Пришлось подвинуться. А что? Куда денешься. Не побежишь же!
— Дан что, Пряслин, спихнул, говоришь, Табор-ского — и сразу повышение?
— Какое повышение?
— Ну как же! Маршал лошадиных сил всего Пе-кашина. — Таборский не захохотал. Подковыр при серьезной роже больше жалит.
Но и Михаил, в свою очередь, не вскипел, не взвился. Будет, попереживал из-за этой конюшни — не хочешь ли вот так, Антон Васильевич: плевок на твоего лошадиного маршала с высокой колокольни, ни слова в ответ? В общем, сделал Выдержку и только затем, да и то эдак спокойно, с усмешкой:
— Насчет того, что тебя Пряслин спихнул, это слишком большая честь для Пряслина. Не заслужил. Жизнь тебя спихнула, а не Пряслин.
— Пой, соловушка, пой! А у жизни-то чьи руки? Не твои?
— Виктора Нетесова недооцениваешь.
— Хо, Виктора Нетесова! А Виктора-то Нетесова кто завел? Все знаем, Пряслин. Разведка работает неплохо. Знаем даже, что ты комиссии пел.
— А я и не скрываю. То же самое и тебе в глаза говорил.
Таборский докурил «беломорину», закурил вторую: все-таки ходили нервишки.
— А жалко, черт возьми, что мы с тобой не сжились. Веселее, когда дерево упрямое гнешь.
— Не жалей.
— Это почему же?
Михаил рывком вскинул голову, врубил:
— А потому что мы с тобой не то что в одном совхозе — на одной земле не уживемся.
— Да? — Таборский только раз, и то чуть заметно, ворохнул глазами, а потом опять все нипочем. — Рано хоронишь Таборского. Только что начальником стройколонны назначен. Всем строительством в районе заправлять — неплохо, думаю?
Тут из окошка горницы кто-то высунул лохматую голову (кажется, секретарь райкома), позвал:
— Долго ты еще кворум нарушать будешь? Таборский живо ткнул Михаила в бок:
— Чуешь, начальство без меня заскучало. — И вдруг захохотал: — Никуда без Таборского. Подождите, еще и в Пекашине пожалеют Таборского.
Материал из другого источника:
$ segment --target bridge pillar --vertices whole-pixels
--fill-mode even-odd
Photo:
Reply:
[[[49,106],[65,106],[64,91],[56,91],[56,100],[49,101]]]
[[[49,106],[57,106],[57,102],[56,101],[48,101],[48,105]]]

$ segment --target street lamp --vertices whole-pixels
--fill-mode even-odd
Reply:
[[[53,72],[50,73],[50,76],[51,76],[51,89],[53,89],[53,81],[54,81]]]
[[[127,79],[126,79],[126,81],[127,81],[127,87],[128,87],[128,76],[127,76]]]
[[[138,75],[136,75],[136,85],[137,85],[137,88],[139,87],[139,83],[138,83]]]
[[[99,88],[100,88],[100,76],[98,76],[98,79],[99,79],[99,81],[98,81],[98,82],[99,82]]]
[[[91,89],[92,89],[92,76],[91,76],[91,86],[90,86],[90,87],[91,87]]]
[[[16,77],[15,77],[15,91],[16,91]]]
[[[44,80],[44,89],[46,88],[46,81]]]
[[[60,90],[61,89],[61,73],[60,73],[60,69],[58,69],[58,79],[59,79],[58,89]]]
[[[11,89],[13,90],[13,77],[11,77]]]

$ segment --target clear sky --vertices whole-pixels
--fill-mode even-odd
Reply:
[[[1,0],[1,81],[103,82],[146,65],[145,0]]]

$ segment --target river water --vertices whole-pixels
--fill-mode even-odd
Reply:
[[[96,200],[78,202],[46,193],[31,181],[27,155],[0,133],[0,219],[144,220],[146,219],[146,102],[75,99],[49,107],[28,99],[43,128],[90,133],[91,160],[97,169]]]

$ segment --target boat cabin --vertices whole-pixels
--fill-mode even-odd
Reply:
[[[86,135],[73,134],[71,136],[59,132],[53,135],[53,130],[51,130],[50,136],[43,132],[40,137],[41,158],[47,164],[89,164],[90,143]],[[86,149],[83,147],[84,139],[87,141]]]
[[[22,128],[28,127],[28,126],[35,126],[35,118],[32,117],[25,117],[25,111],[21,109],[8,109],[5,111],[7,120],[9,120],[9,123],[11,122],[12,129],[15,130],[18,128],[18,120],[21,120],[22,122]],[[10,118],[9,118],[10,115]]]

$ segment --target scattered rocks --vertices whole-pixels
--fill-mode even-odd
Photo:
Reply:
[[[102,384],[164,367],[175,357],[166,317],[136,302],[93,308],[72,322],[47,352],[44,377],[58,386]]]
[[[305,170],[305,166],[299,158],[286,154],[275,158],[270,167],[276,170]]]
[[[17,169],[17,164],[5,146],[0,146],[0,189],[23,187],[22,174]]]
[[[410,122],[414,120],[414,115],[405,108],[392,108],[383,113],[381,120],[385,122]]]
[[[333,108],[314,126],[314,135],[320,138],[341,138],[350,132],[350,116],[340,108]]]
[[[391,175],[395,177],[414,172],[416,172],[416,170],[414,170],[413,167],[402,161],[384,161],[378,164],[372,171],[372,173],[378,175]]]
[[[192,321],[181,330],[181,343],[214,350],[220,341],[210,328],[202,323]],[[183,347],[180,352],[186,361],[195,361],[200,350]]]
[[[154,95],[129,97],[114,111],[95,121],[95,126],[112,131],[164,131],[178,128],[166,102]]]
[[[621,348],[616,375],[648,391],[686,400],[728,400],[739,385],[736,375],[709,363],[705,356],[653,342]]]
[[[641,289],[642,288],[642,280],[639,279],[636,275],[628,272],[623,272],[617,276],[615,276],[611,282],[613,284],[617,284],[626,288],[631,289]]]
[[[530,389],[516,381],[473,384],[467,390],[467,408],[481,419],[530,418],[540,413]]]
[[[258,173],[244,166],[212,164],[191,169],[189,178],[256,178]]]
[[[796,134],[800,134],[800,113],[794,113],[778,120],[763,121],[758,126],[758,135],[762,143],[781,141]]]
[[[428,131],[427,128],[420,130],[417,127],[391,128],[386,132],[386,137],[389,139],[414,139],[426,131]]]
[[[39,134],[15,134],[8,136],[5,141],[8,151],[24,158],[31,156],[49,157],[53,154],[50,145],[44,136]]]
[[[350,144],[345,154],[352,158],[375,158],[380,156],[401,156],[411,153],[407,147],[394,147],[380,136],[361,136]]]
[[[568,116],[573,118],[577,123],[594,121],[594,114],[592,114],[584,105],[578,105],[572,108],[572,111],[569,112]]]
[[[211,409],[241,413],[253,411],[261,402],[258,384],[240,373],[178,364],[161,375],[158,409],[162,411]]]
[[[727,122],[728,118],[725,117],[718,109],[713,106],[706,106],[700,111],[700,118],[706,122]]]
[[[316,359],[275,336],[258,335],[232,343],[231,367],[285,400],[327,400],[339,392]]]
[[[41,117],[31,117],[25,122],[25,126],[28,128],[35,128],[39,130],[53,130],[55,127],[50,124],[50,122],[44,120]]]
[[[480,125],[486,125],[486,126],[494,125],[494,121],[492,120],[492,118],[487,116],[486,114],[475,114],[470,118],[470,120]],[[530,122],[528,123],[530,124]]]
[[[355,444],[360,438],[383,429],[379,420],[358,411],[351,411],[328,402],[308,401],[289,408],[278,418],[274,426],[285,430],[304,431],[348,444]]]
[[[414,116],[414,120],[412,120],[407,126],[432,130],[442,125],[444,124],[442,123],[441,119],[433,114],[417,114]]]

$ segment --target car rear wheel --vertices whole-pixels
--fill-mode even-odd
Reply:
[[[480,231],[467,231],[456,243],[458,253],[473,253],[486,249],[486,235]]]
Да уж жалеют, подумал Михаил, провожая глазами крепкую, высветленную солнцем красную шею, согнувшуюся под притолокой дверей, и тут же выругался про себя: ну что мы за люди? Что за древесина неокоренная? Когда поумнеем? Прохвост, жулик, все Пекашино разорил, а мы жалеем, мы убиваемся, чуть ли не плачем, что от нас уходит!
Да, такие разговоры уже идут по деревне, и при этом что больше всего удивляло Михаила? А то, что он и сам теперь, пожалуй, не очень радовался уходу Таборского. А придет время — он знал это, — когда он даже скучать будет по этому ловкачу, по этому говоруну.
Вот что вдруг открылось ему сейчас.
3
Сперва спустился под угор по делу — перевязать лошадей на лугу, — а потом вышел к реке, к складам и пошел, и пошел… Берегом вверх по Пинеге, через Синельгу, через Каменный остров, который отгораживает курью от реки… Куда? Зачем? А несите ноги. Куда вынесете, туда и ладно. Мутит, сосет что-то в груди — места не найдешь себе.
Под ногами гулко, по-вечернему хрустела дресва, рыбья мелочишка сыпала серебром по розовой глади реки, иногда из травянистых зарослей тяжело и нехотя взлетала утка, не иначе как устроившаяся уже на ночлег, а в общем-то, не рыбой, не уткой красна ныне Пинега. Лодками с подвесными моторами. Страшное дело, сколько развелось этой нечисти! Буровят, пашут Пинегу вдоль и поперек, вода кипит ключом, и что стелется поверх воды — туман вечерний или газы вонючие, не сразу и разберешь, и вот когда Михаил дошел до Ужвия, мелкого ручьишка с холодной водой, отвернул от реки в луга: сил больше не было терпеть железный гром.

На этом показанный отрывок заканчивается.